Lacks Capacity for Deep Learning: Lacks hidden layers for hierarchical feature learning, unlike modern neural networks capable of more sophisticated tasks.
As a result, it’s not suitable for most real-world machine learning problems.
Why the softmax function is suitable for multiple classification but not regression? Also write some sample code to illustrative the difference between implementing an ANN classifier and regressor in Keras. (6 marks)
Import necessary libraries
The softmax function is suitable for multiple classification but not regression because:
• Output Distribution: Softmax transforms the output into a probability distribution, ensuring that the sum of outputs is 1. This is suitable for classifying data into multiple classes, where each class represents a mutually exclusive category.
• Categorical Output: In classification, we want to determine the class or category to which an input belongs. Softmax assigns a probability to each class, and the class with the highest probability is the predicted class.
import numpy as np
from sklearn.model_selection import train_test_split
from sklearn.preprocessing import MinMaxScaler
from keras.models import Sequential
from keras.layers import Dense
X_classification = np.random.rand(100, 5) # Example input features
y_classification = np.random.randint(0, 3, size=(100,)) # Example classification labels
X_train_cls, X_test_cls, y_train_cls, y_test_cls = train_test_split(X_classification, y_classification, test_size=0.2, random_state=42)
y_train_cls_one_hot = np.eye(3)[y_train_cls] # Assuming 3 classes
y_test_cls_one_hot = np.eye(3)[y_test_cls]
model_cls = Sequential()
model_cls.add(Dense(10, input_dim=5, activation=’relu’))
model_cls.add(Dense(3, activation=’softmax’)) # Output layer with softmax for classification
model_cls.compile(loss=’categorical_crossentropy’, optimizer=’adam’, metrics=[‘accuracy’])
model_cls.fit(X_train_cls, y_train_cls_one_hot, epochs=10, batch_size=16, validation_data=(X_test_cls, y_test_cls_one_hot))
X_regression = np.random.rand(100, 5) # Example input features
y_regression = np.random.rand(100, 1) # Example regression targets
X_train_reg, X_test_reg, y_train_reg, y_test_reg = train_test_split(X_regression, y_regression, test_size=0.2, random_state=42)
model_reg = Sequential()
model_reg.add(Dense(10, input_dim=5, activation=’relu’))
model_reg.add(Dense(1, activation=’linear’)) # Output layer with linear activation for regression
model_reg.compile(loss=’mean_squared_error’, optimizer=’adam’, metrics=[‘mse’])
model_reg.fit(X_train_reg, y_train_reg, epochs=10, batch_size=16, validation_data=(X_test_reg, y_test_reg))
In this example, we create two separate models for classification and regression using Keras.
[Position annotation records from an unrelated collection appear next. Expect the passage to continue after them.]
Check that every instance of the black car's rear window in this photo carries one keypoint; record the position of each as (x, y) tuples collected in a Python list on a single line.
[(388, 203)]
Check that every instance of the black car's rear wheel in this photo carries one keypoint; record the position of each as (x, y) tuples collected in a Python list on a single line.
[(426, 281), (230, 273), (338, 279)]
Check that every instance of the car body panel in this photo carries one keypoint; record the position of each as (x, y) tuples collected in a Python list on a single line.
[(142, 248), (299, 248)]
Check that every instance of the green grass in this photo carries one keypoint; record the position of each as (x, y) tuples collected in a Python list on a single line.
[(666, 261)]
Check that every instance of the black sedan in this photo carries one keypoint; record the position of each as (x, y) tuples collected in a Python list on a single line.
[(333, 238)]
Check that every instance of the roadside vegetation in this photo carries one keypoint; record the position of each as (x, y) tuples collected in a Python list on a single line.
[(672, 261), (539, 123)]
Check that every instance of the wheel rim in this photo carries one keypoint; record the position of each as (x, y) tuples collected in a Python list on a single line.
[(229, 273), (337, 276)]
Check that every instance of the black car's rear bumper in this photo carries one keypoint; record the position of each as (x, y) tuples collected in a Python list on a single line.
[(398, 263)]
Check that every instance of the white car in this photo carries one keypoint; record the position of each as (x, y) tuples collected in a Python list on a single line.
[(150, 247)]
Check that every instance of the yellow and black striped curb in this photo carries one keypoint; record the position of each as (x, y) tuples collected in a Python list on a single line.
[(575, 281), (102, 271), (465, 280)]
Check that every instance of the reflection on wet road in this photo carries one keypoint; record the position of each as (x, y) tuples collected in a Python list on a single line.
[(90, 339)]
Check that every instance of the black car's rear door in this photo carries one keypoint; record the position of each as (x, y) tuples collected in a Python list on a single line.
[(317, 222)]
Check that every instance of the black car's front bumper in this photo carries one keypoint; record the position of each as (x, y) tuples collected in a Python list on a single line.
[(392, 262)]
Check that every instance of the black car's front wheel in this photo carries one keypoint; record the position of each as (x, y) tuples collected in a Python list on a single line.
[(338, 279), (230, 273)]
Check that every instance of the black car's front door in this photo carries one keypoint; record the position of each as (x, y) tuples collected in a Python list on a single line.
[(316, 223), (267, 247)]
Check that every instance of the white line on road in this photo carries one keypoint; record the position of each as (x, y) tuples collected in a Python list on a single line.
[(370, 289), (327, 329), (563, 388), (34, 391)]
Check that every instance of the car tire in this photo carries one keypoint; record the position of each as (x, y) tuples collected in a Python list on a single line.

The key differences lie in the output layers: softmax activation for classification and linear activation for regression. Additionally, the loss functions used are different: ‘categorical_crossentropy’ for classification and ‘mean_squared_error’ for regression.
Summarise the difference between pro-processing and data mining. (4 marks)
Pre-processing:
Cleans and organizes raw data for analysis.
Involves tasks like normalization and handling missing values.
Data Mining:
Discovers patterns and insights in large datasets.
Uses techniques like clustering and classification.